As with the POINT case, the WKB reader is supposed to magically distinguish between an element of the current geometry (the <num>) in the byte-stream and an element of the next geometry in the byte-stream. And worse, the “clarifying” comment implicitly adds a whole new kind of empty geometry! What if the <num> is present, but the value is zero!?!

This is where the snake starts eating its tail. The way that implementations of OGC WKB have been encoding EMPTY geometries has been to provide the type number and an element count of zero. Back when PostGIS was first getting WKB support, Dave Blasby wrestled with the fact that the specification did not describe how to encode EMPTY. Mateusz Loskot recently published some information showing the WKB EMPTY implementation that Microsoft used for SQLServer. Their implementation is one of the options Dave described five years ago – there’s only so many ways to solve this problem.

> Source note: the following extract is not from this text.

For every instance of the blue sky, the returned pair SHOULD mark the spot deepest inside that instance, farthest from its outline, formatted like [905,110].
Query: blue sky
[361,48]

If ISO didn’t like the use of a zero-valued <num> count as a way of indicating EMPTY, they had another option available, which was to follow the original OGC WKB standard and use bitmask flags on their type numbers. There could have been a bitmask for Z, a bitmask for M, and a bitmask for EMPTY. There could even have been a bitmask for SRID, fixing up a huge drawback in WKB, namely that WKB does not include a slot for the SRID, which is an important element in the geometry model.

Sidenote: As a result of WKB not having SRID support, it’s not possible to round-trip a geometry through WKB without losing the SRID value. Try this standard SQL and see what happens:

SELECT ST_SRID( 
 ST_GeomFromWKB(  
  ST_AsBinary( 
   ST_GeomFromText('POINT(0 0)', 4326) 
 )))

Then try the bastardized PostGIS EWKB format instead:

SELECT ST_SRID( 
 ST_GeomFromEWKB( 
  ST_AsEWKB( 
   ST_GeomFromText( 'POINT(0 0)', 4326)
 )))

As it stands now, the specification is out of synch with the implementations on the ground, which is bad news for the relevance of the specification. I will be implementing EMPTY using the same semantics as SQLServer, which will make the kinds of EMPTY PostGIS can represent slightly richer, but remain backwards compatible to the old schemes.